I had never been to Mexico City, ever. I waited in the airport once, for two hours, so my family and I could board a plane to Puerto Vallarta for my aunt’s wedding, but that doesn’t really count. This time I actually stepped outside.

If I had to describe Mexico City simply I’d say this: it’s like Downtown Tijuana, only bigger, wider (taller), slightly cleaner, a bit more bohemian, and of course older. Mexico City is old. Very old. Near ancient. And with it’s age comes the one and only inheritance that we, it’s on-again-off-again inhabitants, get: buildings. And not just five story, decades old buildings!
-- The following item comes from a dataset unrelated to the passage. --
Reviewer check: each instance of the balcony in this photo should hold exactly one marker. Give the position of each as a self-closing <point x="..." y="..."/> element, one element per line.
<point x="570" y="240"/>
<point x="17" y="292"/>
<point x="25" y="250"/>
We have palaces, churches, cathedrals, monuments, the building-where-this-centenial-business-started, the house of this famous artist, the house of that famous artist, and of course temples. 80% destroyed, and still underground, but oh god temples!


So if you ever come here you are bound to bump into really old buildings, old buildings, almost castles, actual castles, cathedrals, and of course bits and hints of the glorious ancient city that existed before Spain had anything to say about it.

Ultimately it’s my favourite part of this city has a clash of present and past. From having local stores occupy 17th century buildings, to using what the modern world has to offer for preserving them, here is a small loop in time, throwing you to the past, then pulling you back, all in the same corner.


Another inescapable thing to mention is the Metro, that lovely metro. Previously all I had ever ridden in regards to public transport was taxi cabs, busses and the trolley. So this was quite an experience for me. So far, so good. Yes, there are random vendors that hop on to the wagons and loudly claim they have the deal of the century of whatever product they are selling, and sometimes some street poets and social prophets get their shot at 15 seconds of fame. All part of the metropolitan experience, so I was enthralled.


So, with all this in mind, you have an idea of how varied the culture, architecture and passion is down here. In downtown Mexico City, you can stand almost anywhere and be stuck between more than two eras. While walking down the street  you will see to your left an old church, then to your right a Porfirian building, and somewhere a modern day shop. It’s fan-tastic! Even when visiting the ruins if Templo Mayor (which I highly recommend to whoever gets a chance) you can look any side and see a building from a completely different century!

So as a Mexican, this is an experience that I am really happy and proud about. Yes, everyone’s history has it’s up and downs, but it’s all this turmoil that makes  us who we are in the end. But at times I would definitely prefer a time machine.

Mexico City


P.S. The quesadillas here are damn good!